El Shabbat había quedado atrás.
Por: Sergio Rosiles, LC | Fuente: Catholic.net
María finalmente fue presa del sueño. La noche
anterior le había sido imposible dormir. Su corazón oprimido por el dolor y su
mente confundida por pensamientos venidos de todas direcciones le habían
impedido alcanzar el mínimo de serenidad necesario para conciliar el sueño.
Pero a la noche siguiente el agotamiento la
venció. Cayó rendida en el cómodo diván que el bondadoso Nicodemo le había
ofrecido al acogerla en su casa después de la apresurada sepultura del cuerpo
de Jesús.
Dormía plácidamente, recostada sobre su costado
izquierdo. Sería la tercera vigilia de la noche cuando Jesús se hizo presente
en aquella espaciosa habitación sin hacer el menor ruido. El Señor se acercó al
diván y se arrodilló ante María en profunda contemplación. Así pasó varios
minutos. No solo las madres observan extasiadas a sus bebés; también los hijos agradecidos
disfrutan velando el sueño apacible de sus padres. Era Dios admirando a la más
excelsa y pura de sus creaturas; era el Hijo contemplando a la más tierna y
generosa de las Madres.
El rostro de María aparecía lívido, como
descolorido por tantas lágrimas que habían corrido por él y, sin embargo, no
perdía su belleza virginal.
Jesús se acercó y depositó un beso en su sien
derecha al mismo tiempo que acarició reverentemente la cabeza de su madre con
su mano gloriosa.
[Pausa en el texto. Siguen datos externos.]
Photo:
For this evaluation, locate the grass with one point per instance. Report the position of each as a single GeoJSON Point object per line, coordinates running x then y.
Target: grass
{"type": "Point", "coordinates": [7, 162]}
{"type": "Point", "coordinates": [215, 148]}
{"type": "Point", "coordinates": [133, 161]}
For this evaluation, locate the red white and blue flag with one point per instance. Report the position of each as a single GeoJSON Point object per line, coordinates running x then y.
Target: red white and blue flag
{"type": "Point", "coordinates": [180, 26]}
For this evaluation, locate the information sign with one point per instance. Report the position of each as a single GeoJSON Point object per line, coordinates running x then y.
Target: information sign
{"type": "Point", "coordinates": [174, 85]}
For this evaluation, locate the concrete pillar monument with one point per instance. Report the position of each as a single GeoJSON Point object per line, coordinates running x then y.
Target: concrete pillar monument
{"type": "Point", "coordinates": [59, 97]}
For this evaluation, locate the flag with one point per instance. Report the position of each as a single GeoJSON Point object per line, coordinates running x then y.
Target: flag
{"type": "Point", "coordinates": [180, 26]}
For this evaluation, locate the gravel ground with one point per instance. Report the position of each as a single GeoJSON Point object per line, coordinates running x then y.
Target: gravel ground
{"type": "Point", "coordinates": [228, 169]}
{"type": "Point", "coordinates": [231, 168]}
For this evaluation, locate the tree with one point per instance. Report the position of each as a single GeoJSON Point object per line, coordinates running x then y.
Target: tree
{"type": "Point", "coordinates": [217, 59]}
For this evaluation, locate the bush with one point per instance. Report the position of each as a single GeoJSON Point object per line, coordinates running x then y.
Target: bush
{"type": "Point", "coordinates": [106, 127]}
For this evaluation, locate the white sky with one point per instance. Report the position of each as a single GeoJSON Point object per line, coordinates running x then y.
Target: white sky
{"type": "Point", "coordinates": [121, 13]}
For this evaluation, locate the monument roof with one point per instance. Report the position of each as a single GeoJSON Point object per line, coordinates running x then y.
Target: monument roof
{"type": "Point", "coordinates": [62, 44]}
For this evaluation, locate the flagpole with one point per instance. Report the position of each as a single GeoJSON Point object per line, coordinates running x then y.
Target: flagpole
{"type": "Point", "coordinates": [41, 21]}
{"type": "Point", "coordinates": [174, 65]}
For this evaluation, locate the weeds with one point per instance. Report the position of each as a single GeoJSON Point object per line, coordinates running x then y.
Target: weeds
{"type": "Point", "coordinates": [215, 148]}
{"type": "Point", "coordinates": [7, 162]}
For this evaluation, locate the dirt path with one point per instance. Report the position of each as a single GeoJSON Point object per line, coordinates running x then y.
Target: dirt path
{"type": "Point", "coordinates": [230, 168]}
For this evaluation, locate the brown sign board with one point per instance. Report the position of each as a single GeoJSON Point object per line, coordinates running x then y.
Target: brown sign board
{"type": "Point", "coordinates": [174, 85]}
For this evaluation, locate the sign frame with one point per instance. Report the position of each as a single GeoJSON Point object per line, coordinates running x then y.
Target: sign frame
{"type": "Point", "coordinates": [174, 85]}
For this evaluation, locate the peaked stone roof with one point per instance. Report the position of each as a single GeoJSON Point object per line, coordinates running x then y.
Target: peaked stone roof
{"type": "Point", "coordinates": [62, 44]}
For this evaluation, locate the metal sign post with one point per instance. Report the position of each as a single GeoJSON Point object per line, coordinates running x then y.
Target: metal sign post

Y le susurró: “Madre, aquí estoy”.
¿PODÍA
HABERLO HECHO DE OTRA MANERA?
Este fue el momento de la Resurrección de María.
Una claridad enrojeció la cortina de sus párpados aún cerrados, hasta que
comenzó a abrirlos y vio el rostro radiante y sonriente de su hijo. Era una
claridad que no hería. No se sobresaltó; acaso pensara que todo era un sueño,
pero muy pronto se percató de que no lo era y se incorporó de golpe, quedando
sentada en el diván con los ojos bien abiertos. Jesús seguía de rodillas, con
la más hermosa de las sonrisas dibujada en su rostro sereno y luminoso.
“Madre, Yo Soy” (Ex 3,
14; Jn 8, 28), le dijo Jesús, tomándola de las manos. El rostro de María
resucitó y recobró su color rosáceo como por arte de magia. Instintivamente
María liberó sus manos de las de Jesús para llevarlas al rostro de su hijo y lo
acarició. Hasta ese momento la emoción le había robado las palabras. Sólo pudo
decir: “mi niño”. Las lágrimas desbordaron
los diques de sus párpados y comenzaron a deslizarse por su rostro; eran
lágrimas de un sabor muy distinto a todas las que había derramado el día
anterior.
Finalmente María rompió el éxtasis: “¿Pero, cómo…?” Jesús se limitó a responderle: “Madre, para esto he venido, para hacer nuevas todas las
cosas. He triunfado para siempre sobre la muerte y sobre el pecado. Todo
empieza de nuevo...”.
Ella no necesitaba explicaciones lógicas o
teológicas. Le era suficiente ver a su hijo vivo nuevamente. Fiel a su misión
de intercesora, comenzó a hablarle de la tristeza de Pedro, del abatimiento de
María Magdalena, del fin de Judas… de cómo se encontraban todos los demás. “No te preocupes –le dijo Jesús, iré a buscarlos a cada
uno de ellos, ahí donde se encuentren. Y Judas… ten fe, está bien...”.
Rayaba el alba y Jesús le dijo que debía irse a
buscar a sus amigos, pero se volverían a ver más tarde. Los dos se fundieron en
un abrazo que duró varios segundos; María recostó su cabeza sobre el hombro de
su hijo y Él la acarició nuevamente con nobleza y ternura. Jesús se fue
separando poco a poco, tomó el rostro de María con sus manos y la besó en la
frente. María tomó las manos de su hijo y por primera vez vio las huellas de su
pasión; reverentemente las besó como hace toda madre con las manos de su hijo
sacerdote. Jesús se puso de pie, se apartó un poco, y con una sonrisa pícara,
sin moverse, fue desapareciendo lentamente de su vista, ante la sorpresa de
María. Ella entonces cayó de rodillas y comenzó a orar como solía: “Magnificat Anima mea Dominum…”.
La sonrisa había vuelto a su rostro, una sonrisa
que jamás se volvería a ir. Era la sonrisa de la Alegría Pascual.
Sí, el Shabbat había visto su ocaso, y esta vez para siempre.
Había cedido su lugar al Dies Domini*…
Sergio Rosiles, LC
@sergiorosileslc
*Dies Domini: El Día
del Señor (el Domingo, que al igual proviene de la palabra latina Dominus).